The governor signed on Friday (6/19) a bill that creates a new fund to help support the families of Missouri emergency workers who are killed in the line of duty.
House Bill 580, which was handled in the Senate by Sen. Tom Dempsey (R-St. Charles), establishes the Line of Duty Compensation Act. The new law allows a claim to be filed with the Division of Workers' Compensation on behalf of a law enforcement officer, firefighter, emergency medical technician, air ambulance pilot or air ambulance registered nurse who is killed while on the job. The benefit is $25,000 and can be claimed up to one year following the individual’s death.
The bill contains an emergency clause, which means it became law upon receiving the governor’s signature.
Monday, June 22, 2009
Monday, June 15, 2009
On Friday (6/12), the governor signed House Bill 1075, a bill that extends and expands unemployment benefits for Missourians. House Bill 1075 contained an emergency clause, which means it took effect immediately upon receiving the governor’s signature.

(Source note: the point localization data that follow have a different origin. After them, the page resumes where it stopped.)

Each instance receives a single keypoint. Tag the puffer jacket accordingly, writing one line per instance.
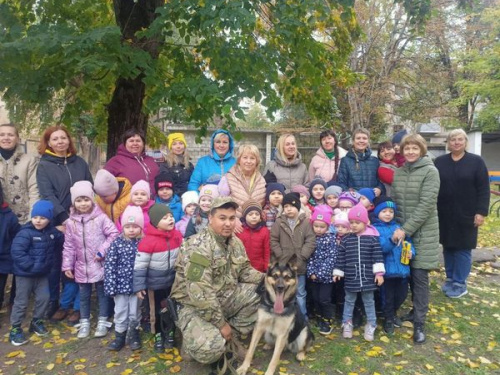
(55, 176)
(359, 171)
(391, 250)
(9, 226)
(115, 209)
(287, 242)
(415, 191)
(288, 173)
(323, 167)
(155, 259)
(18, 177)
(86, 235)
(119, 266)
(212, 166)
(234, 184)
(133, 167)
(33, 250)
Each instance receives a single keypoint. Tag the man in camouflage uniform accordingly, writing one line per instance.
(214, 286)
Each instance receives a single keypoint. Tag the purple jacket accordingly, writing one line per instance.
(86, 235)
(133, 167)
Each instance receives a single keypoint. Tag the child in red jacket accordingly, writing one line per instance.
(255, 235)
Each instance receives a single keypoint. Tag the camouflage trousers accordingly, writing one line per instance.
(202, 340)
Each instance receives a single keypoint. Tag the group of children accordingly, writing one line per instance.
(124, 244)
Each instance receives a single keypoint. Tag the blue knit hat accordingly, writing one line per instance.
(43, 208)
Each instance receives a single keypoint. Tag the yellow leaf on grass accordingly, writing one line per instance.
(175, 369)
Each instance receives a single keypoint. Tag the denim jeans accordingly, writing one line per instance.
(102, 299)
(368, 302)
(302, 294)
(457, 264)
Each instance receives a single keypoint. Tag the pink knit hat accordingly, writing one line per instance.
(133, 215)
(323, 213)
(81, 189)
(105, 184)
(141, 185)
(210, 190)
(358, 212)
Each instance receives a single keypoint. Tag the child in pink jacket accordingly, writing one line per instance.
(89, 232)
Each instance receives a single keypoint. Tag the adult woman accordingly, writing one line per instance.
(287, 165)
(358, 169)
(131, 161)
(325, 163)
(415, 190)
(177, 163)
(244, 180)
(17, 173)
(58, 170)
(210, 168)
(463, 202)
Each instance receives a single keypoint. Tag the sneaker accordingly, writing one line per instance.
(457, 291)
(325, 327)
(102, 327)
(16, 336)
(83, 329)
(158, 346)
(38, 327)
(369, 332)
(347, 330)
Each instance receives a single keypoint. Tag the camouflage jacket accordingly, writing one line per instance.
(208, 270)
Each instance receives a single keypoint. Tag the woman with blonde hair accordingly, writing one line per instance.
(287, 165)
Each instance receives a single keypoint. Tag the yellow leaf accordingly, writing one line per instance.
(175, 369)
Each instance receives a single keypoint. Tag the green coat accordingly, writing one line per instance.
(415, 190)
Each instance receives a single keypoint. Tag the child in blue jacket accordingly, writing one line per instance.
(396, 273)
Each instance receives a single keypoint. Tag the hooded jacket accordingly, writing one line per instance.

The measure, handled in the Senate by Sen. John Griesheimer (R-Washington), allows the state to receive extended federal unemployment money through the American Recovery and Reinvestment Act of 2009. In turn, the state will use those funds to extend the amount of time out-of-work Missourians can receive unemployment benefits and expand who may be eligible for such benefits.
House Bill 1075 specifies that the additional unemployment compensation can be offered to claimants during times of high unemployment (when the average total unemployment is greater than 6.5 percent during the most recent three-month period). This amounts to extending unemployment benefits from the typical 59 weeks to an additional possible 13 weeks (during at least 6.5 percent unemployment) or 20 weeks (during at least 8 percent unemployment).
The bill also expands the number of Missourians who may be eligible to receive unemployment compensation. Individuals will now be able to receive unemployment benefits if they were forced to leave their jobs because of a compelling family reason, including the illness or disability of an immediate family member, the need to relocate for a spouse’s job, or because of a domestic violence situation. Also eligible to receive benefits are workers enrolled in a job training program.
For the expanded federal unemployment benefits to continue past 2009, the General Assembly must renew the provisions of HB 1075 next session or they will expire after the stimulus funding is depleted.